Anonymous Intelligence Signal

Critical Telegram Bot Token Exposed in Repository Commit; Full Chat Impersonation Possible

human The Lab unverified 2026-04-30 18:54:15 Source: GitHub Issues

A security audit has uncovered a critical credential leak in a committed analysis file within the repository. A live Telegram bot token and associated chat identifier were found hardcoded in `reports/daily/2026-04-01/evidence/ALPACA_INTEGRITY_ARM_EXECUTION_TRACE.md` at lines 61–62 and 129–130. The exposed token grants anyone with repository read access the ability to impersonate the bot or send unauthorized messages to the linked chat. The exposure traces to commit `e66f2af217d4aee98c794fedc202205d87e855e0`, which addressed ML row densification for intel embedding and symbol encoding.

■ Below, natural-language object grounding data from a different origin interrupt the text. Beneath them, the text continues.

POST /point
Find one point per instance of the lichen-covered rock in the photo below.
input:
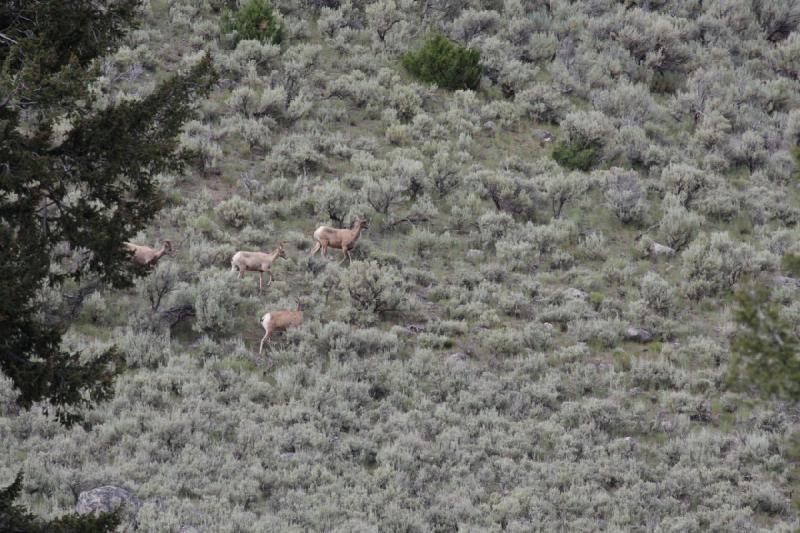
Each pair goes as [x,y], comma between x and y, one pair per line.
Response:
[576,294]
[543,135]
[659,249]
[457,357]
[786,281]
[108,498]
[637,334]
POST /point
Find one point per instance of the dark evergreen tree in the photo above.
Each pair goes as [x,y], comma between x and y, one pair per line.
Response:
[86,192]
[766,349]
[445,63]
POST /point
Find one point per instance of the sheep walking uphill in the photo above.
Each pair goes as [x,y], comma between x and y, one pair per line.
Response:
[343,239]
[257,262]
[146,256]
[280,321]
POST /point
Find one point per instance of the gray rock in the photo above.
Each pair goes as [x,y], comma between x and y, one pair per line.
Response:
[474,254]
[457,357]
[576,294]
[106,499]
[659,249]
[786,281]
[638,334]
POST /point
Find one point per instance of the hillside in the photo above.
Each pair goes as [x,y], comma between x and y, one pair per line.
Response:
[513,347]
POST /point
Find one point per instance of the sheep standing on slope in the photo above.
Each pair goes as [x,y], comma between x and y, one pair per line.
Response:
[146,256]
[343,239]
[257,262]
[280,321]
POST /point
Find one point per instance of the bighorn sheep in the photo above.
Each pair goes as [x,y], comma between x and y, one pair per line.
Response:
[344,239]
[279,321]
[257,262]
[146,256]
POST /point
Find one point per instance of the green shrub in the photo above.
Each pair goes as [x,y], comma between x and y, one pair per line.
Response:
[576,155]
[444,63]
[255,20]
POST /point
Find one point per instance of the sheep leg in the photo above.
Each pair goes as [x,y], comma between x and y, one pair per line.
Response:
[261,347]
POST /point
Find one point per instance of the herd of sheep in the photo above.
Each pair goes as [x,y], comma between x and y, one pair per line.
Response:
[244,261]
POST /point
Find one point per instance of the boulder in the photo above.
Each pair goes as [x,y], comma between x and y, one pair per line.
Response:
[659,249]
[106,499]
[638,334]
[457,357]
[786,281]
[543,135]
[576,294]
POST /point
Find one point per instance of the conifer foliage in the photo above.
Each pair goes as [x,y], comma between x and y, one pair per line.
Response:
[765,349]
[76,179]
[445,64]
[255,20]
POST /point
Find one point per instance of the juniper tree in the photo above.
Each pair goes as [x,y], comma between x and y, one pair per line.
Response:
[766,349]
[75,175]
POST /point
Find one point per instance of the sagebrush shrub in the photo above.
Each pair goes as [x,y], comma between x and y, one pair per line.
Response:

The audit further identified a high-severity deserialization risk in the machine learning pipeline. Both `src/ml/alpha10_inference.py` and `src/ml/alpaca_shadow_scorer.py` employ `joblib.load()` to deserialize model bundles. Because joblib relies on pickle internally, loading a malicious `.joblib` file is equivalent to arbitrary code execution. Model paths in both files are sourced from environment variables or default to directories under `models/`, expanding the potential attack surface for supply-chain or path-injection vectors.

The exposure raises significant concerns around operational security and supply-chain integrity. Beyond the immediate risk of unauthorized Telegram bot activity, the hardcoded credentials suggest inadequate secrets management practices within the repository workflow. The deserialization vulnerability compounds these concerns by indicating that model handling may not account for adversarial artifact injection. Remediation requires immediate token rotation, removal of the leaked credentials from commit history, and replacement of `joblib.load()` with safer deserialization alternatives. Organizations using similar patterns should audit their own repositories for comparable exposures.